One of the enduring qualities of high-performing leaders is their ability to persuade others. While there are a number of ways to do this, there is research evidence to suggest that the most effective approach may run counter to popular wisdom.
Writing in the Wall Street Journal, Dr. Vanessa Bohns cites research from her soon to be released book, “You Have More Influence Than You Think: How We Underestimate Our Power of Persuasion and Why it Matters” which supports the notion that how we communicate our point of view is every bit as important as the subject itself. That “how” is most effective when emotions and volume are dialed back and calm, controlled, “softer appeals for persuasion” take hold.
According to Dr. Bohns, when we lack confidence in our point of view, even a little bit, we try to make up for it by becoming more assertive, louder and with higher levels of emotion, anger, and frustration. Paradoxically, research demonstrates that this approach helps make us less persuasive. This leads to a kind of spiraling effect. Here’s why.
When we feel our point of view is not being fully heard, understood, appreciated, or accepted, the tendency is to then amplify our approach in volume, the nature of the words we choose, and even physical demonstrations. In the moment, we feel this is a needed tactic (or maybe, lacking awareness and interpersonal communications training, it’s the only way we know). Notwithstanding the temporary visceral satisfaction we may feel in making a “stronger” argument, the net effect is most often the opposite of what we have intended. This result brings about even more frustration and the stakes (and the volume) are raised. And so it goes.
Of course, some would argue that the only way to get their point across is to communicate in a loud, heavy-handed way. I have worked with owners and executives who cite their success in employing this type of approach. Two points.
First, this “success” is usually short-lived. Over time, people can become numb to highly assertive forms of communication and even tend to “tune out” the most extreme and frequent occurrences.
Second, and more importantly, while aggressive forms of communicating can result in getting people to do what you would like them to do, enduringly successful leaders don’t confuse compliance with commitment. If the intension is to build strong, lasting relationships with those around us, the gentle art of persuasion is far more likely to bring about the kind of sustainable commitment leaders value.

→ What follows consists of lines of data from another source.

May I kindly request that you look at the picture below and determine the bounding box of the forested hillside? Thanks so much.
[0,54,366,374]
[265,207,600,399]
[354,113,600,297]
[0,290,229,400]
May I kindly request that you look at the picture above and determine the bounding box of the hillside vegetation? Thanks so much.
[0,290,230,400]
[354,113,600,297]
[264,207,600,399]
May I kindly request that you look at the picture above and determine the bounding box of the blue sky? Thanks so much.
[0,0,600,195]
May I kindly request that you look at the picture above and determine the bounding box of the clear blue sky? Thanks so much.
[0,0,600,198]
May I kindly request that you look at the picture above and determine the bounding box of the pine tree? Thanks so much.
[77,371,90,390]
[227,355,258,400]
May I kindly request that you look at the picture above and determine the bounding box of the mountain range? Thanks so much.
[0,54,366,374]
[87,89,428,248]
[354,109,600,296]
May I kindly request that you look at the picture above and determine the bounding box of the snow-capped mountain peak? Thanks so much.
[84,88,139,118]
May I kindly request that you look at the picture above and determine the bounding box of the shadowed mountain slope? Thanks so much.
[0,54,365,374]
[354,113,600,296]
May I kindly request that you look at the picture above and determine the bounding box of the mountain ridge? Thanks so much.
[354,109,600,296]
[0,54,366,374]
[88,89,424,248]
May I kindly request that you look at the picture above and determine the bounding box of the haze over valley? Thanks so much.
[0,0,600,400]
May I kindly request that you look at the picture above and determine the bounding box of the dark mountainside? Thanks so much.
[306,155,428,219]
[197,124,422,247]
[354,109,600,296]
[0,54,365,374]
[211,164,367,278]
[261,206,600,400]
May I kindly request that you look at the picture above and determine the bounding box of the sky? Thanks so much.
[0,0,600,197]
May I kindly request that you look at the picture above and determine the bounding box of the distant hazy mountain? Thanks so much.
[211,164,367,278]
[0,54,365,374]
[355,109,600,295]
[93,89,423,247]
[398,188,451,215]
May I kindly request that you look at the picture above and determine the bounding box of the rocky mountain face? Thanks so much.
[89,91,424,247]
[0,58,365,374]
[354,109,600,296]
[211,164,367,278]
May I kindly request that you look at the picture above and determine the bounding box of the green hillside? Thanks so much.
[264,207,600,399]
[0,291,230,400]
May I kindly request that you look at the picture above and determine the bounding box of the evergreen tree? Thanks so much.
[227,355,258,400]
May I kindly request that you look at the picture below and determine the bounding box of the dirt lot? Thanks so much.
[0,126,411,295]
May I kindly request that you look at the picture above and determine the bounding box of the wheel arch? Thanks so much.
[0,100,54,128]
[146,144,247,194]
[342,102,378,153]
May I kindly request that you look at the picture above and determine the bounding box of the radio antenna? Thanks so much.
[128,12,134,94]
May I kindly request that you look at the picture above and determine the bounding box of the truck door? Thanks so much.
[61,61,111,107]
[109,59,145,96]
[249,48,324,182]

For more information on ways to improve your organization’s culture through more effective communication, contact me at joe@ajstrategy.com.
Joseph P. Truncale, Ph.D., CAE, is the Founder and Principal of Alexander Joseph Associates, a privately held consultancy specializing in executive business advisory services with clients throughout the graphic communications industry.
Joe spent 30 years with NAPL, including 11 years as President and CEO. He is an adjunct professor at NYU teaching graduate courses in Executive Leadership; Financial Management and Analysis; Finance for Marketing Decisions; and Leadership: The C Suite Perspective. He may be reached at Joe@ajstrategy.com. Phone or text: (201) 394-8160.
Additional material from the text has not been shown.